The rattling rings in both of their ears for a moment before he jerks reflexively towards her, every mannerism, every expression proclaiming the I'm sorry he'll never say. The only one he'll never say.
"So, what happened out there?" The attempt at innocent curiosity falls more than a little bit flat.
She studies him briefly (she doesn't like the new Jack but he'll make her love him in spite of it, as always) and closes the remaining space between them in five small steps. "We saved him."
He nods steadily and looks away, pretending that the "saved him" hurts more than the "we."
She hasn't forgiven him, not yet, but he is trying so hard to smile for her when he looks back that she thinks maybe she won't be able to help it.
She slips her hand into his pocket and wraps around his surprised fingers so tightly that it almost hurts her own.
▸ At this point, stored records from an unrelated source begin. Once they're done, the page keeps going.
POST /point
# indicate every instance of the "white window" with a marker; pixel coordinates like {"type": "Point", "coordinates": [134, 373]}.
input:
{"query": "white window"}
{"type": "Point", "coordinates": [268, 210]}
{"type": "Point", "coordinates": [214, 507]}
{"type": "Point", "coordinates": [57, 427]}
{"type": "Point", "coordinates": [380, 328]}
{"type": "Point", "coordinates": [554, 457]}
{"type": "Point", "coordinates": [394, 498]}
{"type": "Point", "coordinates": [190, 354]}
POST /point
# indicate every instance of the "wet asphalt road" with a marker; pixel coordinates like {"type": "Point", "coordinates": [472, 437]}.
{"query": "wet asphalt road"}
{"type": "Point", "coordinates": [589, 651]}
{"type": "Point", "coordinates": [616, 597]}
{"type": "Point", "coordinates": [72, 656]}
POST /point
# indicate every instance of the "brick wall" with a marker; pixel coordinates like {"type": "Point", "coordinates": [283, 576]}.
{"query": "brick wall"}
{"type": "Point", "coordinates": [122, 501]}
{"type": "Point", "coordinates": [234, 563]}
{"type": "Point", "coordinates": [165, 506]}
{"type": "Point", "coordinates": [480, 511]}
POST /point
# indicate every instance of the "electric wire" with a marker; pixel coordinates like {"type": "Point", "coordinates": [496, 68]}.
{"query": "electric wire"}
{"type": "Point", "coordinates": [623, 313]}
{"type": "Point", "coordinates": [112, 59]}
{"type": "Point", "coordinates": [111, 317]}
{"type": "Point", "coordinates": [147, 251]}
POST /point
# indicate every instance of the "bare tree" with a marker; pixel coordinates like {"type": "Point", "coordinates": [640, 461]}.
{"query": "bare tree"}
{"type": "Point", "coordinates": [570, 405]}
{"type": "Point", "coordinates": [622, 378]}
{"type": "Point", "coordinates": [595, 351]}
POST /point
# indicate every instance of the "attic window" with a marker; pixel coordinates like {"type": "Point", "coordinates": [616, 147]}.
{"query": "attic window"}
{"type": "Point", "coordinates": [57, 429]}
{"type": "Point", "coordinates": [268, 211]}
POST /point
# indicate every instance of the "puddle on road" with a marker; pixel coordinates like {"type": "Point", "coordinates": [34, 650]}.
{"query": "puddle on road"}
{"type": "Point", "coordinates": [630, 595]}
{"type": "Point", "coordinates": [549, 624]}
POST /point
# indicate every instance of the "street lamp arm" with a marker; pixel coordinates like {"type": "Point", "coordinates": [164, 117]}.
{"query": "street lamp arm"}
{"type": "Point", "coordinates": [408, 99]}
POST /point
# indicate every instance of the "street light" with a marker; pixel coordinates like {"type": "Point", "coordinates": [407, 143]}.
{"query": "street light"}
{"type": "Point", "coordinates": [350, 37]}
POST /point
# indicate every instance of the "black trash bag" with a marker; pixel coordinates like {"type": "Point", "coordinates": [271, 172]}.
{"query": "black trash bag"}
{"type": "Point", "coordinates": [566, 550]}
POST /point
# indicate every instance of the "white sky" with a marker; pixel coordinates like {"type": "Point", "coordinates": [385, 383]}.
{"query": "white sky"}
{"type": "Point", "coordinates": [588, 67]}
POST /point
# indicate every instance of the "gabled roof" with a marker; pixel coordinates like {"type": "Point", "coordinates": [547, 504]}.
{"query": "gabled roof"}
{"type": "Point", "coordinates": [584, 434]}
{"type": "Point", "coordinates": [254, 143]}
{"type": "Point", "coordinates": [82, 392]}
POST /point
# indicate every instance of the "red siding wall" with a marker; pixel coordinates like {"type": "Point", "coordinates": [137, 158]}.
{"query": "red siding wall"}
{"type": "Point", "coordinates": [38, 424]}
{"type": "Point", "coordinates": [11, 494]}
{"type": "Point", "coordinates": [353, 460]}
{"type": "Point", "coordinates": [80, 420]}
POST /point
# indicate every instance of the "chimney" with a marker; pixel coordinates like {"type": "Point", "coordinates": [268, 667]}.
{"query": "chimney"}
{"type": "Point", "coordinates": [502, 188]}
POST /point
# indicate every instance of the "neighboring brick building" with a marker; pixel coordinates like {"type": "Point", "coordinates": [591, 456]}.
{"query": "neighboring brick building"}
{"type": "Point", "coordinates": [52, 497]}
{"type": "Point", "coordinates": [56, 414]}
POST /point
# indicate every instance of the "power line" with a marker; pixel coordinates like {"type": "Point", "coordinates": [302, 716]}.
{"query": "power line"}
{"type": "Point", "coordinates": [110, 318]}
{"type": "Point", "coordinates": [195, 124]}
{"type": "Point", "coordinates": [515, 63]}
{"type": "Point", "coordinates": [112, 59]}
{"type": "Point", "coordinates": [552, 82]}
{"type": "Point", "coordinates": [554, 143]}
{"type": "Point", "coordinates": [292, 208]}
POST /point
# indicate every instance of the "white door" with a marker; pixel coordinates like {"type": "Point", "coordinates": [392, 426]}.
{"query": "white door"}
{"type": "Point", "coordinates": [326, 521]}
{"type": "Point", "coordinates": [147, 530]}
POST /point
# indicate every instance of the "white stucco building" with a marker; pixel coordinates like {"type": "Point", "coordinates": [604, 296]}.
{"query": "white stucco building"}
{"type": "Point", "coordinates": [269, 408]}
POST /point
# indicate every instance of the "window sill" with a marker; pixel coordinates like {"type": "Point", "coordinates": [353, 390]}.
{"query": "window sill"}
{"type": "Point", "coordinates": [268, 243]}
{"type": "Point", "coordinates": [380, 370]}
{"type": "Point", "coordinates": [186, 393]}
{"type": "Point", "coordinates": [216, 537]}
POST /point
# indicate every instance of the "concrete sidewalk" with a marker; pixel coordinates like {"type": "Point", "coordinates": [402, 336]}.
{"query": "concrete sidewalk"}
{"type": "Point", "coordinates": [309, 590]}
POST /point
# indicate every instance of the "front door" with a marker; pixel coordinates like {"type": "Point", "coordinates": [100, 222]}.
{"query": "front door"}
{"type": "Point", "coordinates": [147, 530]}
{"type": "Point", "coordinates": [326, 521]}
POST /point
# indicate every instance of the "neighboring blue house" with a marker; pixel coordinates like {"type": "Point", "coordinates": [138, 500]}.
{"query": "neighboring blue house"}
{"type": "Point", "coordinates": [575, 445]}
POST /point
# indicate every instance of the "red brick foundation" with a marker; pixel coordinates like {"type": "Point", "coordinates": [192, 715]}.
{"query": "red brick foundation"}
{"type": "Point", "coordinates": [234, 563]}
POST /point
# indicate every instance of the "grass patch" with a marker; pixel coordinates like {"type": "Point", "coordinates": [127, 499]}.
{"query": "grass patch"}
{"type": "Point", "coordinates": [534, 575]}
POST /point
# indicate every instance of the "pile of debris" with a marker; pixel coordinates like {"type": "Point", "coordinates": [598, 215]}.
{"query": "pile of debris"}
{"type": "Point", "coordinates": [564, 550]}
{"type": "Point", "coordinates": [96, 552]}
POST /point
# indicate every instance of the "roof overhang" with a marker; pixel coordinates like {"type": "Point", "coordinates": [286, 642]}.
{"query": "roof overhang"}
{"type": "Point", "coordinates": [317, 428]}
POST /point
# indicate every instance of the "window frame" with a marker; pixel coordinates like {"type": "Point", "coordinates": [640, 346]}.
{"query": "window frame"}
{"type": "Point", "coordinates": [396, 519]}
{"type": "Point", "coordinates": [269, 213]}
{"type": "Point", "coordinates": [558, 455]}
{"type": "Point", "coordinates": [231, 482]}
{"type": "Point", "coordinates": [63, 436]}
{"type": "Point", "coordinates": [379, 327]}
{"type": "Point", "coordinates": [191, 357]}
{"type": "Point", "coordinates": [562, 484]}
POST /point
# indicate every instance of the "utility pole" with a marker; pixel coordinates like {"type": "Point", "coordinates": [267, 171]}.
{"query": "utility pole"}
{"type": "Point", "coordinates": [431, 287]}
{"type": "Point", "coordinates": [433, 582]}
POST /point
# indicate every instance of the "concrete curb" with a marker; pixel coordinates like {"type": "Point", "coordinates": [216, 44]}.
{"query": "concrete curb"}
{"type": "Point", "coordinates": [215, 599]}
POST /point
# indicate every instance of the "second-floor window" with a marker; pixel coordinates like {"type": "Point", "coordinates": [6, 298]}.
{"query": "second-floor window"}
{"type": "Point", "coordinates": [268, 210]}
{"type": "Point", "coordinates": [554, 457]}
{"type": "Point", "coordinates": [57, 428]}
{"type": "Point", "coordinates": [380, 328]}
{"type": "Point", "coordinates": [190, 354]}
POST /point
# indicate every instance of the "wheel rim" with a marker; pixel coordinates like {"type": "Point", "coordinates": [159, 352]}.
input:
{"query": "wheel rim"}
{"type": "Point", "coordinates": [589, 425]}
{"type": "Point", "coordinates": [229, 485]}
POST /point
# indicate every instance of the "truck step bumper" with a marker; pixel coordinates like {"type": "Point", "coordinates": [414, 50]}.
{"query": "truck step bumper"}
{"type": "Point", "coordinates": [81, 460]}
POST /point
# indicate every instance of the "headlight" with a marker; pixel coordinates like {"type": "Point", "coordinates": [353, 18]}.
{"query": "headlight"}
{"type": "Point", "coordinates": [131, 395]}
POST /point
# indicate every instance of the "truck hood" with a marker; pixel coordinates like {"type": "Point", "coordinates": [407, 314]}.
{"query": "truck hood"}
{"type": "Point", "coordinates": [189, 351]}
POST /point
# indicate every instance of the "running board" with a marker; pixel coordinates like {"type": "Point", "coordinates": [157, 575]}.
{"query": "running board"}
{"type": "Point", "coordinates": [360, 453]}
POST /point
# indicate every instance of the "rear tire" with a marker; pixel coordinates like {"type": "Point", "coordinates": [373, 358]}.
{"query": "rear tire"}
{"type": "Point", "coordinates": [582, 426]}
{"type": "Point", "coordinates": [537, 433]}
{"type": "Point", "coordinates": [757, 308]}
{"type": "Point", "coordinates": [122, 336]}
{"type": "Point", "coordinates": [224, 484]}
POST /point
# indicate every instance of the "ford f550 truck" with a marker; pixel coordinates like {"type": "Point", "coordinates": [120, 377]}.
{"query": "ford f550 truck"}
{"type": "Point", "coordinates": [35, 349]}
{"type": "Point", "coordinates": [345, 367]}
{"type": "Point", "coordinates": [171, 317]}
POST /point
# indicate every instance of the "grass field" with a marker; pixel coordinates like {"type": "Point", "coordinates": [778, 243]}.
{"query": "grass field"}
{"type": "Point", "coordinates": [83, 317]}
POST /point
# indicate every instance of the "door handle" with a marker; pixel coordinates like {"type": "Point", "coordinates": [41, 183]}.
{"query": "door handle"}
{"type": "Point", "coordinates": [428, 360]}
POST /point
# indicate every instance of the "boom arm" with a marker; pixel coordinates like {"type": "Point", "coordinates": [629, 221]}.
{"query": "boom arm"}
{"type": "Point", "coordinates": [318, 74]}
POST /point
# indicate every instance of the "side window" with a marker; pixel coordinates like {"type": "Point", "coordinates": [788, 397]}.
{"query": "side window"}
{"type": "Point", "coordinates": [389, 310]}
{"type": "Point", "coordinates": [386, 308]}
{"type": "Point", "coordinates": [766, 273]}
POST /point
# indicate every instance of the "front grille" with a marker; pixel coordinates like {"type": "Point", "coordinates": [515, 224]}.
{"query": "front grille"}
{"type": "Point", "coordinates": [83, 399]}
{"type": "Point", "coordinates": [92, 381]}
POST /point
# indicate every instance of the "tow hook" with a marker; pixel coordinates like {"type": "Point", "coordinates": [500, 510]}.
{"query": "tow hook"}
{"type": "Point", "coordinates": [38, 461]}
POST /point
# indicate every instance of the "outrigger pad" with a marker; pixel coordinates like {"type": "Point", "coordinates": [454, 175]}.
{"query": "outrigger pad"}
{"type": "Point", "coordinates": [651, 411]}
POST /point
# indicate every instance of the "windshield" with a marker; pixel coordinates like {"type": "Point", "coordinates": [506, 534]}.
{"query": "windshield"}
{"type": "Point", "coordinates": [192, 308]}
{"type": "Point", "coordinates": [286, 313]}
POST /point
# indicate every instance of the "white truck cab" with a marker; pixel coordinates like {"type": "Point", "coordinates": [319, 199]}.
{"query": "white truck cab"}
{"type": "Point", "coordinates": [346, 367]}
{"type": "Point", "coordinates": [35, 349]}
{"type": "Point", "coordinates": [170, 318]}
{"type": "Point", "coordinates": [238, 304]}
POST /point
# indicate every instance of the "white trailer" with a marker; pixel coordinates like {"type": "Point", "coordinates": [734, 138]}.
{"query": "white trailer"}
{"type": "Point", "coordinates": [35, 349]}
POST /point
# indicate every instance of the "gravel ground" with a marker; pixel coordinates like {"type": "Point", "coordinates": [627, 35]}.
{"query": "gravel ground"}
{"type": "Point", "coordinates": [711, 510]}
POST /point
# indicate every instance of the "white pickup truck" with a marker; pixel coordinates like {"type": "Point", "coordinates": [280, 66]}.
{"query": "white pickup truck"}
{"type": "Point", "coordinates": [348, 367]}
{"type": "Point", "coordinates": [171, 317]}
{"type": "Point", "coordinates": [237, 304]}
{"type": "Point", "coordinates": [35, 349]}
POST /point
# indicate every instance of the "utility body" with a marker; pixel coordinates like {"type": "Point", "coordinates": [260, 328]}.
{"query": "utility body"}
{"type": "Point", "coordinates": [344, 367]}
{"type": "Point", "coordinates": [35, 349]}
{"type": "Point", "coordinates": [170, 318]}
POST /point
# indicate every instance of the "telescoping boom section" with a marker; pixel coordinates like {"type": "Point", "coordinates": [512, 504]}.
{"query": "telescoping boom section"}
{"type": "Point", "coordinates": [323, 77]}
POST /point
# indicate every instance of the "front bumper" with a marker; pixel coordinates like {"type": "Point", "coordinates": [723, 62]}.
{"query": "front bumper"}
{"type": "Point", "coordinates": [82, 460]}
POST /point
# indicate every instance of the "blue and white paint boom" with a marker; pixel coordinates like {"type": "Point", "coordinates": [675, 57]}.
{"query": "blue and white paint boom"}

The cool plastic of the canister is deceptively soothing on her sunburnt knuckles, and this is a lie but the way that he's looking at her isn't.
"I want to tell you about Clementine."
But Jack wants to start over (he lets the pills drop down the drain one by one), and she kisses him because if she doesn't she will surely cry.
James lets the book fall flat on his chest, heavy, and presses his palms to his forehead, trying to massage the headache away. Damned impenetrable Ulysses.
The read-a-book-a-day, keep-the-doctor-away School of Leadership has been significantly derailed by the arrival of the Fantastic Four, and what doesn't help is that he's pretty sure he's in need of a new prescription. Again.
Juliet comes in then, catching him by surprise as she clicks off the light, and the bedsprings creak as she eases herself in next to him, still fully clothed, smelling of antiseptic and blood and thinly-veiled stress.
"What, am I really that ugly?" he tries, and she laughs dryly, but not like she means it.
He moves his hand blindly to her face, questioning, unsure, and her cheeks are dry, but her skin is cold, like bones, and she's shaking. She pushes the book off his chest--it falls to the floor with a crack--and holds onto him, tighter, harder than she ever has before.
"What's wrong?" he murmurs into her hair, and he feels the words reverberating through her down to her very toes. A summer wind blows in and around them through the open window, making goosebumps pop up on his skin.
She's quiet for a bare instant and then she sighs against his neck. "It's just," and her voice is dull and muffled in the dark, "it's just that it feels like it did before. Like it might be the end." Her fingernails dig into the space between his shoulder blades; he'll have marks in the morning.
"The end of what?" And what the hell do you mean by before? He does his best to sound perplexed, and she doesn't reply, but a minute later he feels the quiet slide of her tears trickling hot down his chest.
He doesn't ask her again.
Ben lies awake, thinking. The steady beep of his heart-rate monitor--the incompetent "doctors" provided by Dharma are still under the impression that he could relapse at any second, that what Richard did didn't work, how ridiculous--won't let him sleep, and it's just as well, because how can he rest here, amongst enemies, without at least one eye open?
They'll pay, all of them, the ones who did this to him and the ones who stood idly by alike. He is calm in the certainty of this truth; patient. It'll come around.
Ben lies awake, thinking. Planning.
Juliet brings him a glass of water in the morning and he smiles politely as he takes a sip. Thank you.